The County Food Hub has received $115,000 from the Government of Ontario to upgrade its facilities and create a new food entrepreneur incubator program.
It is a big step forward for the non-profit, which regularly rents its kitchen to food entrepreneurs, and can now build training programs to help new businesses get off the ground.
Recipe for Success is a 12-week program designed to provide the skills and resources to scale up an entrepreneurial business plan.
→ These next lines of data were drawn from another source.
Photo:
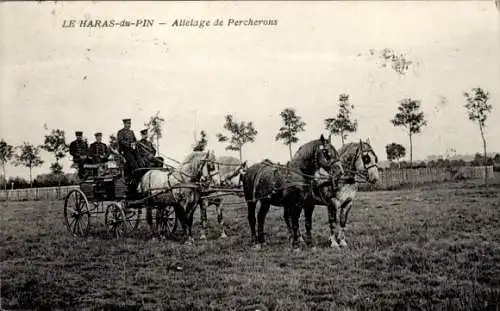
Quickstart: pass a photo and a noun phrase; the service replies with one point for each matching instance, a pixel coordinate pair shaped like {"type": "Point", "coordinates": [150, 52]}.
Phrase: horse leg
{"type": "Point", "coordinates": [204, 220]}
{"type": "Point", "coordinates": [251, 218]}
{"type": "Point", "coordinates": [332, 222]}
{"type": "Point", "coordinates": [308, 212]}
{"type": "Point", "coordinates": [189, 220]}
{"type": "Point", "coordinates": [181, 215]}
{"type": "Point", "coordinates": [344, 212]}
{"type": "Point", "coordinates": [288, 221]}
{"type": "Point", "coordinates": [220, 217]}
{"type": "Point", "coordinates": [264, 208]}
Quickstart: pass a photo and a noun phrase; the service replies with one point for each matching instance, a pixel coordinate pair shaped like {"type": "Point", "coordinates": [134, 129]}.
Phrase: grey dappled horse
{"type": "Point", "coordinates": [359, 162]}
{"type": "Point", "coordinates": [231, 171]}
{"type": "Point", "coordinates": [290, 187]}
{"type": "Point", "coordinates": [175, 187]}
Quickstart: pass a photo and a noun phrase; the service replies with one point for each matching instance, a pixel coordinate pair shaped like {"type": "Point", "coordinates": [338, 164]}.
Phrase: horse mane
{"type": "Point", "coordinates": [228, 164]}
{"type": "Point", "coordinates": [348, 151]}
{"type": "Point", "coordinates": [192, 162]}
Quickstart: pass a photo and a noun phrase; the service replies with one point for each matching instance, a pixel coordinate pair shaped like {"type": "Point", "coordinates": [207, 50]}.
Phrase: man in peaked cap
{"type": "Point", "coordinates": [146, 150]}
{"type": "Point", "coordinates": [127, 147]}
{"type": "Point", "coordinates": [78, 150]}
{"type": "Point", "coordinates": [98, 151]}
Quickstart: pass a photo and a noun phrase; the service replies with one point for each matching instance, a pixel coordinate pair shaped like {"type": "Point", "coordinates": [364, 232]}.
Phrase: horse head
{"type": "Point", "coordinates": [209, 171]}
{"type": "Point", "coordinates": [327, 157]}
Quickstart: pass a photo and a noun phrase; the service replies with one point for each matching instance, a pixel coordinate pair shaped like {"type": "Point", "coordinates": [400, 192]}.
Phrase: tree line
{"type": "Point", "coordinates": [409, 116]}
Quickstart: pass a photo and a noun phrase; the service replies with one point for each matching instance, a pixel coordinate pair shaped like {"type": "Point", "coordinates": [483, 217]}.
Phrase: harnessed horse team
{"type": "Point", "coordinates": [317, 174]}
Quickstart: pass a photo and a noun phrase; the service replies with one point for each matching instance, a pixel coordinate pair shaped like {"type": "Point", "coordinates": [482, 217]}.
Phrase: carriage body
{"type": "Point", "coordinates": [104, 191]}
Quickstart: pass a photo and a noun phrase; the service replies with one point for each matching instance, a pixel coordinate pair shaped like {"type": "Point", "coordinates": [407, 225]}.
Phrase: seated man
{"type": "Point", "coordinates": [79, 150]}
{"type": "Point", "coordinates": [98, 151]}
{"type": "Point", "coordinates": [127, 146]}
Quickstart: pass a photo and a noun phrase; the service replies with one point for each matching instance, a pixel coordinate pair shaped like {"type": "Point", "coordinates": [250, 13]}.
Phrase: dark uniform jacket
{"type": "Point", "coordinates": [147, 152]}
{"type": "Point", "coordinates": [98, 152]}
{"type": "Point", "coordinates": [125, 139]}
{"type": "Point", "coordinates": [77, 149]}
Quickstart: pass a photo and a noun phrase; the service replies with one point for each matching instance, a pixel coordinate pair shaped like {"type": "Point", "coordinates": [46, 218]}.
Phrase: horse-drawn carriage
{"type": "Point", "coordinates": [104, 191]}
{"type": "Point", "coordinates": [172, 194]}
{"type": "Point", "coordinates": [169, 196]}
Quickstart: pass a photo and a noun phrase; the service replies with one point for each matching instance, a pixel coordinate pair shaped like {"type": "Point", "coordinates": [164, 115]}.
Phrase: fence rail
{"type": "Point", "coordinates": [398, 177]}
{"type": "Point", "coordinates": [389, 179]}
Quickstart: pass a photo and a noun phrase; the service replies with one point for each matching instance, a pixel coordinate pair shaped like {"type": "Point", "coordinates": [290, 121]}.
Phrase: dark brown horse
{"type": "Point", "coordinates": [290, 187]}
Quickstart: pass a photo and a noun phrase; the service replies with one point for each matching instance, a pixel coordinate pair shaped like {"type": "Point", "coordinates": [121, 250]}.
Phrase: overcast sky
{"type": "Point", "coordinates": [89, 79]}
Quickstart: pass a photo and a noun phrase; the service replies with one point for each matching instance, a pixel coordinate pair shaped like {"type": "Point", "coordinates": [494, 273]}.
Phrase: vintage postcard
{"type": "Point", "coordinates": [250, 155]}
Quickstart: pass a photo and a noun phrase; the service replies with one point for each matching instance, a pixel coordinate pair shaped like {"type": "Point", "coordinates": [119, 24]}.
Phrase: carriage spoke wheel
{"type": "Point", "coordinates": [116, 220]}
{"type": "Point", "coordinates": [76, 213]}
{"type": "Point", "coordinates": [164, 223]}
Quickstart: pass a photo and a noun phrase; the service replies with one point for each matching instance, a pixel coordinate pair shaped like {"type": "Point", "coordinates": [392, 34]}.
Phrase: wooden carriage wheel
{"type": "Point", "coordinates": [76, 213]}
{"type": "Point", "coordinates": [132, 216]}
{"type": "Point", "coordinates": [116, 220]}
{"type": "Point", "coordinates": [163, 221]}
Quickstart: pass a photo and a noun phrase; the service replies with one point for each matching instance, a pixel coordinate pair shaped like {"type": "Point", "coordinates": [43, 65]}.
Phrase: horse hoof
{"type": "Point", "coordinates": [334, 245]}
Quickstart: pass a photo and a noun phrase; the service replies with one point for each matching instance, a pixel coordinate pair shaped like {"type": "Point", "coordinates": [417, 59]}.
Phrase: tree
{"type": "Point", "coordinates": [410, 117]}
{"type": "Point", "coordinates": [478, 110]}
{"type": "Point", "coordinates": [241, 133]}
{"type": "Point", "coordinates": [201, 143]}
{"type": "Point", "coordinates": [395, 151]}
{"type": "Point", "coordinates": [56, 168]}
{"type": "Point", "coordinates": [6, 153]}
{"type": "Point", "coordinates": [55, 143]}
{"type": "Point", "coordinates": [155, 131]}
{"type": "Point", "coordinates": [28, 156]}
{"type": "Point", "coordinates": [342, 124]}
{"type": "Point", "coordinates": [292, 126]}
{"type": "Point", "coordinates": [496, 159]}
Participants will learn everything from recipe testing and food safety to styling and marketing.
“Essentially, it’s boot camp for food entrepreneurs,” said Executive Director Melissa Tran.
Part of the grant will go towards purchasing a new walk-in refrigerator and freezer, an industrial mixer with attachments, a label applicator for jarring and canning, and a date coder.
The funding comes through the province’s Agricultural Workforce Equity and Diversity Initiative, designed to assist underrepresented groups with starting an agri-food businesses.
The Food Hub qualified to have 85 percent of the funding, $97,750, as a grant. $10,000 will come from the municipality and the rest via fundraising by the Hub.
The catch is that the grant is designed as a reimbursement for program spending, and the County Food Hub doesn’t have the money to float the upfront costs. To ease the burden, Council approved a $40,000 loan to cover up-front expenses, to be repaid by the end of 2026.
—Melissa Tran
The new 12-week incubator will be “boot camp for food entrepreneurs.”
“This is how economic development works. This is how partnerships and communities work,” said Councillor Phil St-Jean.
“This is a very innovative and exciting next step,” Councillor Bill Roberts said in a written statement. “We created the County Food Hub to both save a valuable rural public school and help mitigate, or eliminate, rising food insecurity in our community.”
The non-profit began as an innovative way to use surplus space at Sophiasburgh Elementary School, which was slated to close its doors in 2020.
Sharing a roof with the school, the Hub rents its commercial kitchen space to caterers, food producers, and food security groups. The doors are open to everyone. It also uses the space to expand its community reach, offering cooking classes and hosting community dinners.
Last September, the County’s Economic Development Officer, Karen Palmer, conducted several consultations with people who have used the kitchen or may do so in the future, as well as local farmers, to understand how best to serve the County’s food producers.
“At the end of the day we’ll have some new equipment there that will make the manufacturing process more efficient and a twelve-week incubator program that will let entrepreneurs get a start, which has been a missing ingredient,” she said.